Closed djouallah closed 9 months ago
Hello @djouallah
This is a moving target as we expand chdb feature, but here are a few ways off the top of my head.
chdb statements are multiquery, so if you logic allows you can execute your statements sequentially:
chdb.query("create or replace view xxx as select 42; select from xxx;")
You can use temporary dataframe tables to exchange data between calls using the virtual __table__
selector:
import chdb.dataframe as cdf
import pandas as pd
tbl = cdf.Table(dataframe=pd.DataFrame({'a': [1, 2, 3], 'b': ['a', 'b', 'c']}))

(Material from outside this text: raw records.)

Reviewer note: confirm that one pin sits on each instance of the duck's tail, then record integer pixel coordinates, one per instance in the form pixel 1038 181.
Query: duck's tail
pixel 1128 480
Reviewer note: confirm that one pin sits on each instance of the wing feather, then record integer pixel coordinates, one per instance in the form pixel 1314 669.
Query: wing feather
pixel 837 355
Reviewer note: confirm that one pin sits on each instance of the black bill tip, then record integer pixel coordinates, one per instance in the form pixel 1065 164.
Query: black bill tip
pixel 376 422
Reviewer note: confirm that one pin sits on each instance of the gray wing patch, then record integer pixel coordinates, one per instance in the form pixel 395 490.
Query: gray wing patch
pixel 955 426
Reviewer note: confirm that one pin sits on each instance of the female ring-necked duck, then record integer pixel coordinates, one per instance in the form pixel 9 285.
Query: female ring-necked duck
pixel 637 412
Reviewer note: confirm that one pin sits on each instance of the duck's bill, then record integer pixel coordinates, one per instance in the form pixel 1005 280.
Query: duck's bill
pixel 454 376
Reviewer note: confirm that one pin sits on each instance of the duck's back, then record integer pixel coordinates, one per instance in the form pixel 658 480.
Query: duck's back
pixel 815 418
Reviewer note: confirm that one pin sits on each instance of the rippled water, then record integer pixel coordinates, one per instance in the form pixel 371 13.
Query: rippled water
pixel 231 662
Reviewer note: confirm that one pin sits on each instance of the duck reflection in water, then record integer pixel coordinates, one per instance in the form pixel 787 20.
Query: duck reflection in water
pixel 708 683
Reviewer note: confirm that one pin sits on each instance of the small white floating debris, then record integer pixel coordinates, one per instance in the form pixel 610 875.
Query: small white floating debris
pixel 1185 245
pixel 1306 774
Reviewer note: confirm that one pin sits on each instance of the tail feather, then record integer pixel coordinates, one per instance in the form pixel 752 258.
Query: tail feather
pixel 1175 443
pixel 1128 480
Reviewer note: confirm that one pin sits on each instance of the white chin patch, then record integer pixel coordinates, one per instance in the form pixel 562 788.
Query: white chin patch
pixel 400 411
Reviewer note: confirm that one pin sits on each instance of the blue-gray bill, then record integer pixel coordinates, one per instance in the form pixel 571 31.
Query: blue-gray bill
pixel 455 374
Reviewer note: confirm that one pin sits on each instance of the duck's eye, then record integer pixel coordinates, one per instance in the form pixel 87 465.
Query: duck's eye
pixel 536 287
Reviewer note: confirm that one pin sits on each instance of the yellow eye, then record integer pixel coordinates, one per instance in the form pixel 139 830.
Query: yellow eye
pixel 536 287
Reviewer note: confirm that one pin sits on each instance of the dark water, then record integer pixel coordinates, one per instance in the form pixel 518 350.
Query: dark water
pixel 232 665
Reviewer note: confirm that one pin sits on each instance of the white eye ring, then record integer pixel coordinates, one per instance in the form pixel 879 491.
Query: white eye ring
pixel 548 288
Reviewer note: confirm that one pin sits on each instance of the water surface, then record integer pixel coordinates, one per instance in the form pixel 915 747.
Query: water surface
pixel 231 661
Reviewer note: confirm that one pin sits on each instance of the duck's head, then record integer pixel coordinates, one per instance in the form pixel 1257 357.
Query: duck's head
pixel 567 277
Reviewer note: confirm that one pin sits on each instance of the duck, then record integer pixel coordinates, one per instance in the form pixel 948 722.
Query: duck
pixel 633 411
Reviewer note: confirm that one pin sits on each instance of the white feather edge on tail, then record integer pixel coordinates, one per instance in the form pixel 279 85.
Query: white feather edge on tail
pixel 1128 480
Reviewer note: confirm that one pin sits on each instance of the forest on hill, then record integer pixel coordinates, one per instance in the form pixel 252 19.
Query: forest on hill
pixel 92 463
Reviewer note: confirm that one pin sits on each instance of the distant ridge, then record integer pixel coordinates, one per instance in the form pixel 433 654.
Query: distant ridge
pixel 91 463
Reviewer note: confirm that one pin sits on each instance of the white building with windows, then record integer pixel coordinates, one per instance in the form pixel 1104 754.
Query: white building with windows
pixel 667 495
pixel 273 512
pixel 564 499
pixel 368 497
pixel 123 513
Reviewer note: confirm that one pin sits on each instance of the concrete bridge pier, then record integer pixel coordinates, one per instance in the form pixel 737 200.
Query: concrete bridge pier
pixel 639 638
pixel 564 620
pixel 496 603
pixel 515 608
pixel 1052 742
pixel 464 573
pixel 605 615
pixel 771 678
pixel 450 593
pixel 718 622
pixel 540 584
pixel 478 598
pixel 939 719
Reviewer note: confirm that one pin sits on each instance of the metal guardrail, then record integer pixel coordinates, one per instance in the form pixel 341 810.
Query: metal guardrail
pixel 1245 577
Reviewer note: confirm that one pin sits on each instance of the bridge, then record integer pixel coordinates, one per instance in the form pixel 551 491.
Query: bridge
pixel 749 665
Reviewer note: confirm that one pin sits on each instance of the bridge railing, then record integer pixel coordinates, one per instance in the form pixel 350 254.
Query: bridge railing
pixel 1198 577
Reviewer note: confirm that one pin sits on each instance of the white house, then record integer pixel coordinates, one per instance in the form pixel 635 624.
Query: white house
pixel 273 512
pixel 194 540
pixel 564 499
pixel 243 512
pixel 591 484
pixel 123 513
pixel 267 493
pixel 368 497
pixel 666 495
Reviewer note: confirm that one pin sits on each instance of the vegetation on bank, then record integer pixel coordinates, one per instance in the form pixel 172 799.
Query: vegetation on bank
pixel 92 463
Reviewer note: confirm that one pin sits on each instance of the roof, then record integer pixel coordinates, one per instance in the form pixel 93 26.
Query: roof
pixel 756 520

ret_tbl = tbl.query('select * from __table__')
print(ret_tbl)
print(ret_tbl.query('select b, sum(a) from __table__ group by b'))
Last but not least, you can pipe data in/out of chdb executions using stdin/out (from the script or anything else)
import sys
import pandas as pd
import pyarrow as pa
import chdb
import subprocess
df = pd.DataFrame({'a': [2, 2], 'b': [4, 4]})

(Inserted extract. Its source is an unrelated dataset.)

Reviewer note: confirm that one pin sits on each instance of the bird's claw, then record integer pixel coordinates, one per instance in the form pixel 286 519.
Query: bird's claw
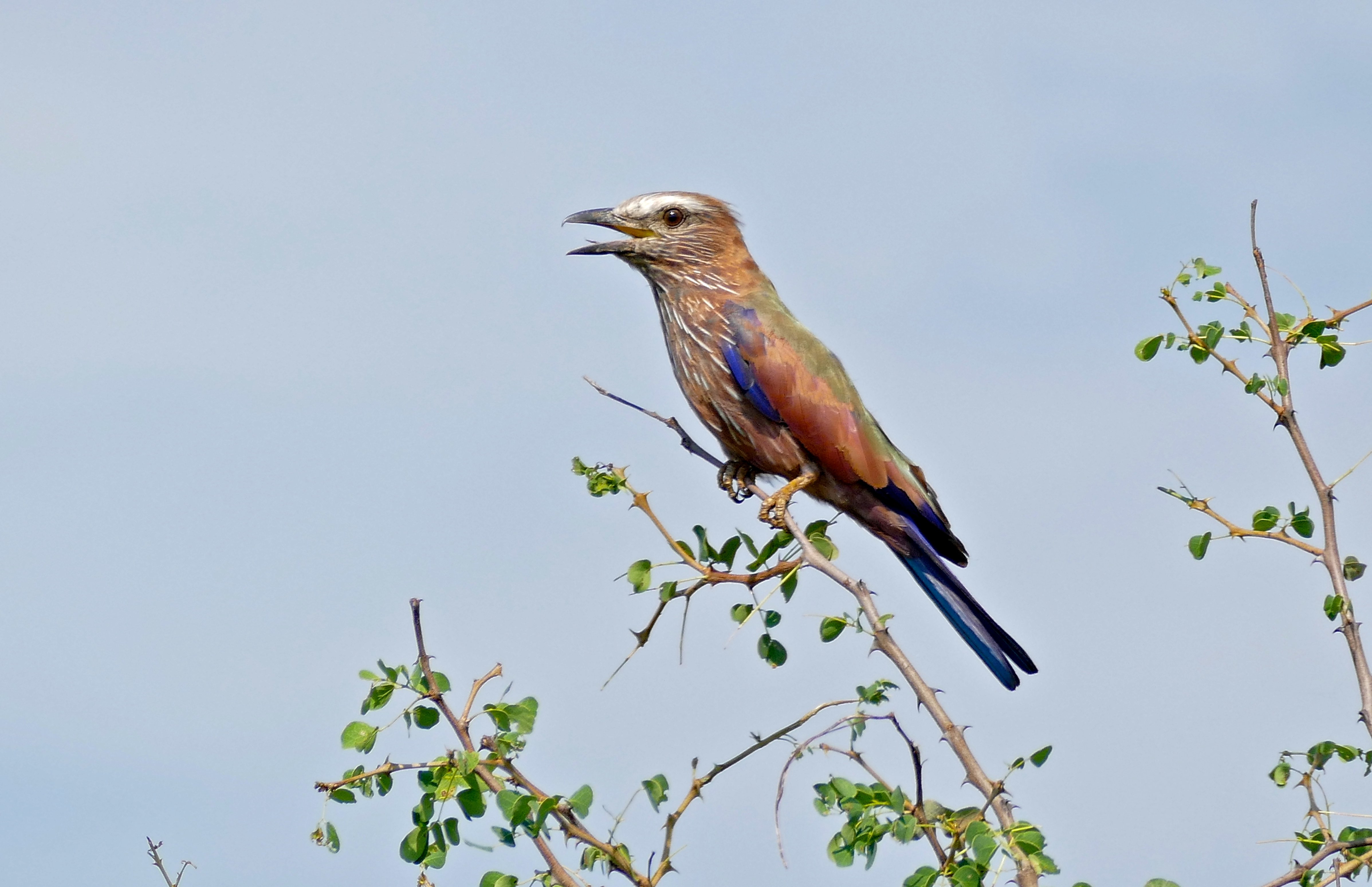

# convert Dataframe to Arrow stream
data = pa.BufferOutputStream()
pa.RecordBatchStreamWriter(data, pa.Table.from_pandas(df).schema).write_table(pa.Table.from_pandas(df))
data = data.getvalue()
query = '''
CREATE TABLE table ENGINE = File(ArrowStream, stdin); SELECT a + b as sum FROM table;
'''
# Spawn the subprocess and pass custom input from the parent process
def spawn_chdb(query, stdin, format):
proc = subprocess.Popen(['python3', '-m', 'chdb', query, format], stdin=subprocess.PIPE, stdout=subprocess.PIPE)
custom_input = data
stdout = proc.communicate(input=stdin)[0].decode('utf-8')
return stdout
# Call the function to spawn the subprocess with custom input
res = spawn_chdb(query, data, "Dataframe")
# Run the query
print(res)
Hope this helps. If I missed any other way, the team will fill in :)
thanks, but that does not replace the functionality of a view, and please don't tag is as a question, it is a feature request.
can we have something like this
that's a question right there 😄 if its a feature request, please add it to the title anytime.
interesting, it seems to be working, at least i don't get errors but no result :) https://colab.research.google.com/drive/1o07UEUUAxcdR9WCdYt53mVZBvqqbqzxn#scrollTo=MDTt42NXEL5_
@djouallah There is an issue, the chdb default db is not saved in the session(default behavior in clickhouse-local). If you want to preserve it, you can create a new db and create table, view in the new db.
It might be wired for now, I can fix that in the v0.12 release. Any suggestion?
ideally something like this will be great, I prefer not to hard code the db to the table name, and show method will be really nice for python compatibility
from chdb import session as chs
sess = chs.Session()
sess.query("CREATE DATABASE IF NOT EXISTS db_xxx ENGINE = Atomic")
sess.query(f'create view db_xxx.lineitem as select * from file("./{sf}/lineitem/*.parquet", Parquet)')
sess.query("use db_xxx")
sess.query("SELECT count(*) FROM lineitem").show()
Great suggestion about use db_xxx
.
But why ret.show()
for the result, similar to print(ret)
?
Any reference who supports this?
Spark, duckdb, datafusion, it is not a very big deal , just a personal preference, don't worry about :)
use db_xxx. will be really nice for SQL compatibility
using 0.14.1, still does not works :(
@djouallah this release was focused on UDF support, but don't worry use
support is still on the way!
can we have something like this
chdb.query("create or replace view xxx as select 42")
chdb.query(" select from xxx")